Audio By Carbonatix
At least 65 people have been killed after a 6.6 magnitude earthquake hit southwestern China, state media said.
The quake struck at 13:00 local time (05:00 GMT) on Monday in Sichuan province at a depth of 10km (6 miles).
The impact severed telecommunications lines and triggered mountain landslides that caused "serious damage", local media reports say.
Some 21 million people in Sichuan's capital Chengdu were last week ordered to stay at home because of Covid rules.
The epicentre of the quake was at Luding, a town in a remote mountain region located about 226km southwest of Chengdu, according to the China Earthquake Networks Centre.
State broadcaster CCTV said 17 people died in the city of Ya'an, while 29 deaths were reported in the neighbouring prefecture of Ganzi.
"Another 16 people were missing and 50 were injured," CCTV said late on Monday.
Tremors shook buildings in Chengdu and the neighbouring mega-city of Chongqing, leaving roads blocked and cutting communication lines in areas home to more than 10,000 residents.
The shocks also forced some power stations to shut down in the areas of Garze and Ya'an, CCTV said.

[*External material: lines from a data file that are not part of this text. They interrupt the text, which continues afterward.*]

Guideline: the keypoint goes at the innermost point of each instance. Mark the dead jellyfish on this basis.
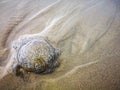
(35, 55)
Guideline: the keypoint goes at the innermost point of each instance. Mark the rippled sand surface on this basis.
(86, 31)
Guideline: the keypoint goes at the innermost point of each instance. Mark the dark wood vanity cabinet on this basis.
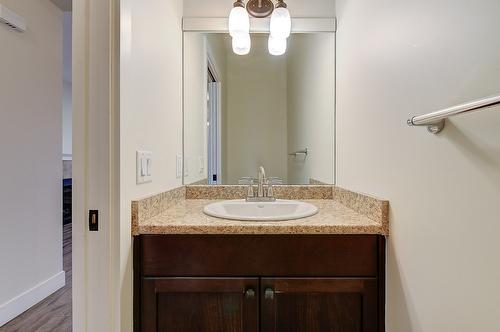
(269, 283)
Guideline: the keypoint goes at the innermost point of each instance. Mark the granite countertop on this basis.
(180, 211)
(187, 217)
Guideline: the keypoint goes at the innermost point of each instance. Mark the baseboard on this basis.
(19, 304)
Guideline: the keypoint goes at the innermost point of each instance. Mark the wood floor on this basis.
(54, 313)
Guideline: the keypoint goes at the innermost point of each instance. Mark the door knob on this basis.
(250, 293)
(269, 294)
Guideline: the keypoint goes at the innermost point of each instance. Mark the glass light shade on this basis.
(277, 46)
(242, 44)
(281, 23)
(239, 22)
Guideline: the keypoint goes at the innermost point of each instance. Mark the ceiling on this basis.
(65, 5)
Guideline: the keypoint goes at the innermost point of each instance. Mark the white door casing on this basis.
(95, 162)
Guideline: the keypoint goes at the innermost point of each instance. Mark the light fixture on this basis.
(242, 44)
(277, 46)
(281, 22)
(239, 25)
(239, 22)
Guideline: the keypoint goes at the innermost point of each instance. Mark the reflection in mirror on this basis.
(243, 112)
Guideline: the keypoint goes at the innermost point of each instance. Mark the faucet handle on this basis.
(273, 180)
(246, 180)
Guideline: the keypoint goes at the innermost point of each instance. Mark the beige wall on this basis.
(400, 59)
(256, 113)
(31, 146)
(150, 111)
(221, 8)
(311, 102)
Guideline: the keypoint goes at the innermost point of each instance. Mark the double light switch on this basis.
(144, 166)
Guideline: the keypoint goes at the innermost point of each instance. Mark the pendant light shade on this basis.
(239, 22)
(281, 23)
(277, 46)
(242, 44)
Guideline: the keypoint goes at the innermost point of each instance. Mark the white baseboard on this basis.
(19, 304)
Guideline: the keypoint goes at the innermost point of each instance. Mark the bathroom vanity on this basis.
(193, 272)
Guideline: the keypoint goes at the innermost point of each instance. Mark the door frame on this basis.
(211, 66)
(95, 163)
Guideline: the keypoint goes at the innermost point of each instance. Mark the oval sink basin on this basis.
(260, 211)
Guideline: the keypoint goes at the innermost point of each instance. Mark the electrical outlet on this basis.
(178, 166)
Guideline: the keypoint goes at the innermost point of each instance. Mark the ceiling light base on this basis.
(260, 8)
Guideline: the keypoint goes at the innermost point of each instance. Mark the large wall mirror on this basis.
(243, 112)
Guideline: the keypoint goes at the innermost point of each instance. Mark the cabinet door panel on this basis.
(319, 305)
(200, 304)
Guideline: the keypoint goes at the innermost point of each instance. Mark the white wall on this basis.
(150, 112)
(67, 97)
(311, 102)
(221, 8)
(30, 145)
(67, 120)
(256, 113)
(394, 60)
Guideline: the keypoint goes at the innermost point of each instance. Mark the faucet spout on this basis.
(262, 178)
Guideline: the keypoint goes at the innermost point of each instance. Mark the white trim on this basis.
(219, 24)
(19, 304)
(96, 290)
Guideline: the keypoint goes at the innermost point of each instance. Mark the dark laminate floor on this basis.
(54, 313)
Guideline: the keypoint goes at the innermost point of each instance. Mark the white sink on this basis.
(260, 211)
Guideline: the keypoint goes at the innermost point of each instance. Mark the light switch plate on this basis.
(144, 165)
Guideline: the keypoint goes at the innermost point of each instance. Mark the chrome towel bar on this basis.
(435, 121)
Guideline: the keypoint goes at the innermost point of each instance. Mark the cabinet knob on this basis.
(269, 294)
(250, 293)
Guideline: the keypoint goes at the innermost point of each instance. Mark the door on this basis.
(214, 132)
(200, 304)
(319, 304)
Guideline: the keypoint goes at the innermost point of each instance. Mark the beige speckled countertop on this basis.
(344, 212)
(187, 217)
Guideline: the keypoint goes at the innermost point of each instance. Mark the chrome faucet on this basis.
(264, 187)
(262, 180)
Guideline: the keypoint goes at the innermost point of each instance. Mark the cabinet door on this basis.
(200, 304)
(319, 304)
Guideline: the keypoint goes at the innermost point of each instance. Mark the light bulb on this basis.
(242, 44)
(239, 22)
(281, 23)
(277, 46)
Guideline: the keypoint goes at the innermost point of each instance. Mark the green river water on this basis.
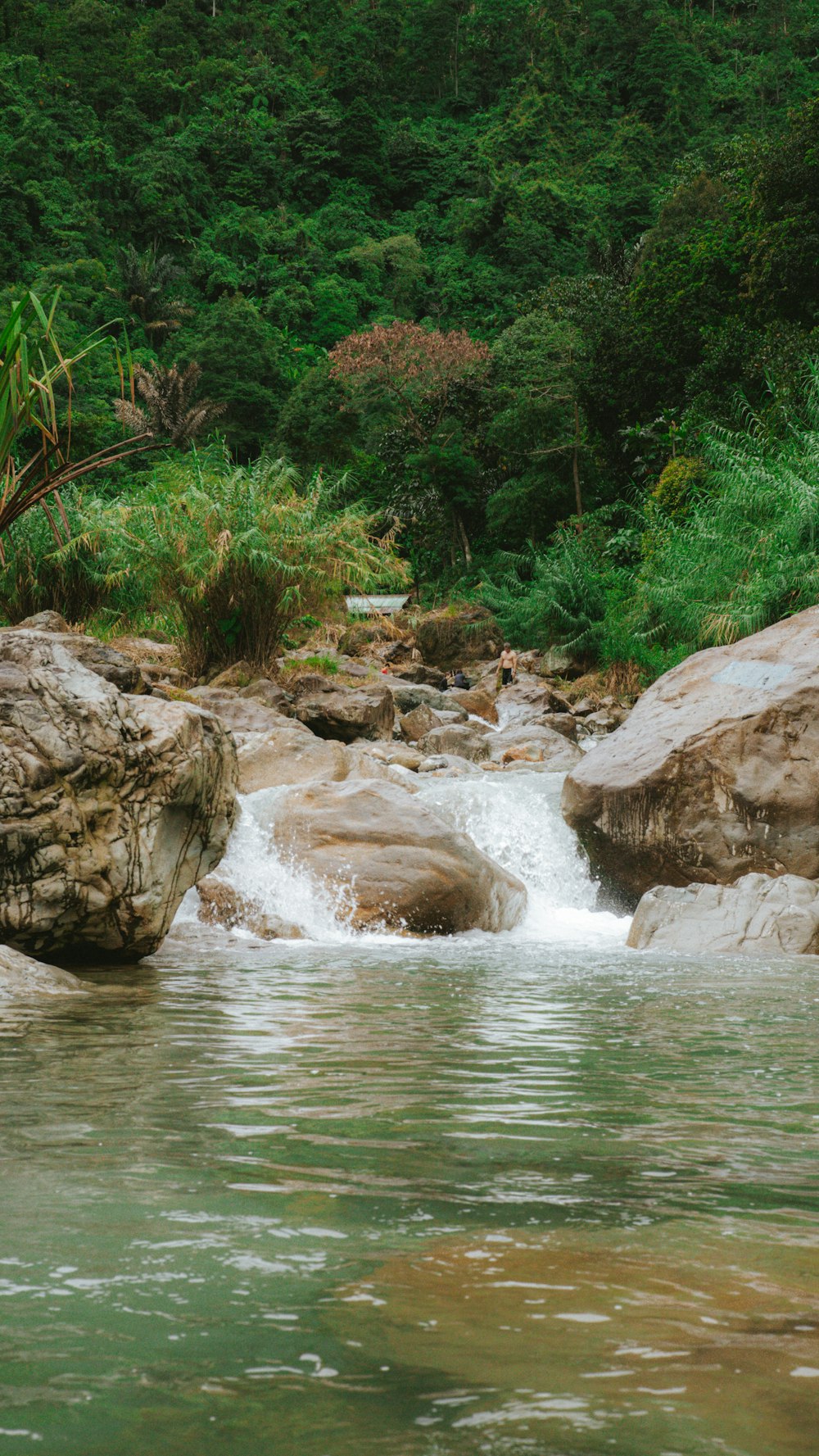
(502, 1195)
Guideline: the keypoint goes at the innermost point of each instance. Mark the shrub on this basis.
(680, 483)
(243, 552)
(86, 575)
(721, 565)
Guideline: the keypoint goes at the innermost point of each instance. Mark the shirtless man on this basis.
(508, 665)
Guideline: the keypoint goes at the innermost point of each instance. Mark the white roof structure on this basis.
(376, 606)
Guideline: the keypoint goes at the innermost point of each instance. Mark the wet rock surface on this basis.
(348, 714)
(468, 740)
(221, 905)
(20, 977)
(287, 753)
(534, 743)
(111, 805)
(716, 770)
(395, 862)
(753, 916)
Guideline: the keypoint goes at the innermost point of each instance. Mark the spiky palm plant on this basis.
(147, 284)
(37, 391)
(170, 405)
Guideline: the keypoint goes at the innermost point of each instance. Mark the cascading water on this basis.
(514, 817)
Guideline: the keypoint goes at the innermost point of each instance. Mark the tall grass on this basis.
(656, 586)
(242, 552)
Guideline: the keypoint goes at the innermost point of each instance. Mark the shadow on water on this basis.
(500, 1195)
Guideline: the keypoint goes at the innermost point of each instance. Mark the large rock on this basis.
(419, 723)
(20, 976)
(753, 916)
(242, 715)
(476, 701)
(111, 805)
(395, 862)
(408, 696)
(268, 693)
(348, 714)
(534, 743)
(221, 905)
(716, 770)
(419, 673)
(97, 657)
(363, 764)
(287, 753)
(466, 740)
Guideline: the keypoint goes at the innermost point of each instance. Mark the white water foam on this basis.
(514, 817)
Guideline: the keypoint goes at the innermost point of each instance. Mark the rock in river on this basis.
(22, 977)
(345, 714)
(395, 861)
(111, 805)
(715, 773)
(755, 916)
(287, 753)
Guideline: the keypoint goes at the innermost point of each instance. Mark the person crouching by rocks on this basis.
(508, 665)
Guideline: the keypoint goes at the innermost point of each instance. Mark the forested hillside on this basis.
(604, 217)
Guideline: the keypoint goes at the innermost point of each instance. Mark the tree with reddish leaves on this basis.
(406, 376)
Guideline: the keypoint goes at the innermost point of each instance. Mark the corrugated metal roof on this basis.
(376, 606)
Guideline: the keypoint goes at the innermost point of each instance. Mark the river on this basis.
(528, 1195)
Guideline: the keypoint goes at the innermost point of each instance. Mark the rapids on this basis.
(528, 1195)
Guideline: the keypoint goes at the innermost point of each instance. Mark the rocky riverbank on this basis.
(706, 803)
(120, 779)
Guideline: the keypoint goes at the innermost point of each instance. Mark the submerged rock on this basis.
(715, 773)
(221, 905)
(395, 862)
(757, 914)
(20, 976)
(111, 805)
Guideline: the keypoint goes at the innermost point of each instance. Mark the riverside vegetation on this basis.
(536, 283)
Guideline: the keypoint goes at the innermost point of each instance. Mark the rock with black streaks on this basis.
(111, 804)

More than 500 rescue personnel have been despatched to the epicentre, while workers laboured to clear roadblocks caused by landslides, according to state broadcaster CGTN.
Chengdu residents reported seeing people running out of their high-rise apartments in a panic after receiving earthquake alerts on their phones.
"There were many people who were so terrified they started crying," Laura Luo, an international PR consultant, told news agency Reuters.
When the shaking began, "all the dogs started barking. It was really quite scary".
"Some of my neighbours on the ground floor said they felt it very noticeably," Chen, a resident of Chengdu, told AFP news agency.
"But because Chengdu is currently under epidemic management, people aren't allowed to leave their residential compounds, so many of them rushed out into their courtyards."
On Friday, Chengdu became the latest city to be locked down by Chinese authorities, in an attempt to stem the rise in Covid cases.
The latest disaster comes months after a 6.1-magnitude earthquake tore through Sichuan in June. Sichuan is a earthquake-prone area, as it lies along the eastern boundary of the Qinghai-Tibetan plateau.
The earthquake also called into memory an 8.0-magnitude quake which hit Wenchuan county in northwest Sichuan in 2008, which killed 70,000 and caused widespread destruction.